The Derscheid collection encompasses a rich set of manuscripts relating to pre-colonial and colonial-era Burundi, Eastern Congo, and Rwanda. These unique and rare materials document the history of the region. They were created and collected by Jean-Marie Derscheid, a zoologist and conservationist who undertook historical research on Rwanda and the Eastern Congo from 1924 to 1939. He criticized Belgian colonial agricultural policies promoting cultivation in the Virunga Mountains, one of only two limited habitats of the endangered mountain gorillas. René Lemarchand, UF professor emeritus of political science and author of Rwanda and Burundi (1970), states that Derscheid’s scholar-curated collection of primary research materials is a critically important resource for interdisciplinary research in this area.

Reboussin worked closely with author Lemarchand to enhance access to and preserve the microfilm collection.
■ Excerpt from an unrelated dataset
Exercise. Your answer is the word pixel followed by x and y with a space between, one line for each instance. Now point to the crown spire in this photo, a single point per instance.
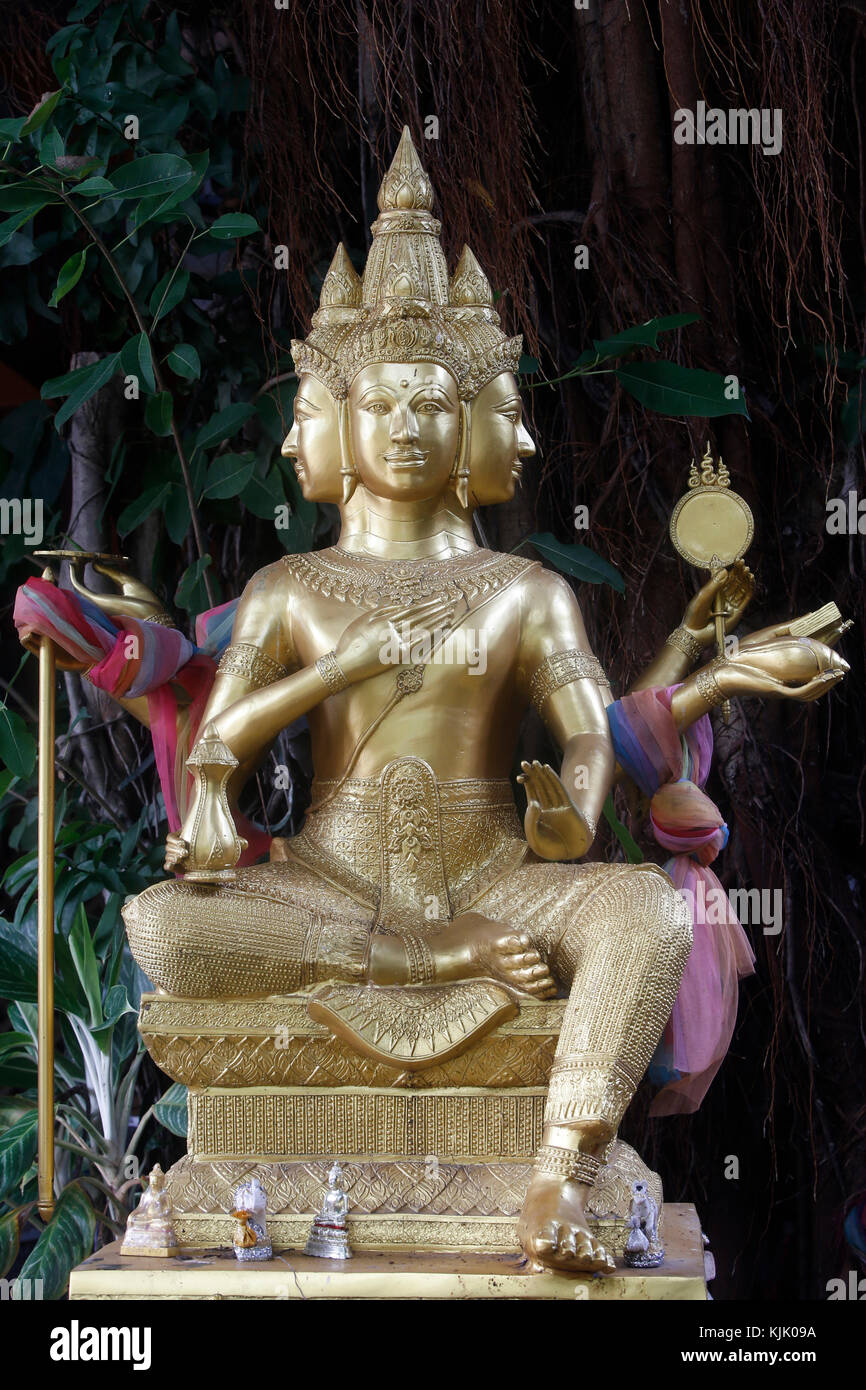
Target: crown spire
pixel 406 186
pixel 470 287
He ensured long-term scholarly access to the materials by securing permission from Derscheid’s heir to distribute the collection and by creating a complete, verified, item-level index. This year, Reboussin led a project to digitize the Derscheid manuscript collection to ensure ongoing access. Building on prior work with the catalog record and index, Reboussin set out to ensure this rich collection was fully accessible by developing several innovative, enhanced means to support online access. The project began with the digitization of the Derscheid collection from microfilm and the creation of complete, item-level metadata using the existing index.

Map depicting 17th-century ethnic group distributions in present-day Rwanda and Eastern Congo. Courtesy of the Jean-Marie Derscheid Collection, University of Florida.

Some of the additional support methods Reboussin employed include:

  • Digitizing the complete index to enable researchers to review the entire collection at a glance
  • Digitizing (after securing required permissions) Lemarchand’s book, Rwanda and Burundi, to provide access to the complete research context relating to these materials
  • Researching the life and work of Jean-Marie Derscheid and translating his biography, now accessible online in the UF Digital Collections or UFDC
  • Creating a Wikipedia biographical entry for Derscheid as part of a broad SEO strategy to ensure full public access to the primary research materials
  • Creating the specialized Derscheid digital collection within the UFDC (powered by the SobekCM software engine, optimized to allow Google and other search engines to easily access and automatically index or “crawl” included materials). The creation of a separate collection frames the research materials, providing enhanced access to the critical support materials and ensuring complete, integrated access to the entire collection.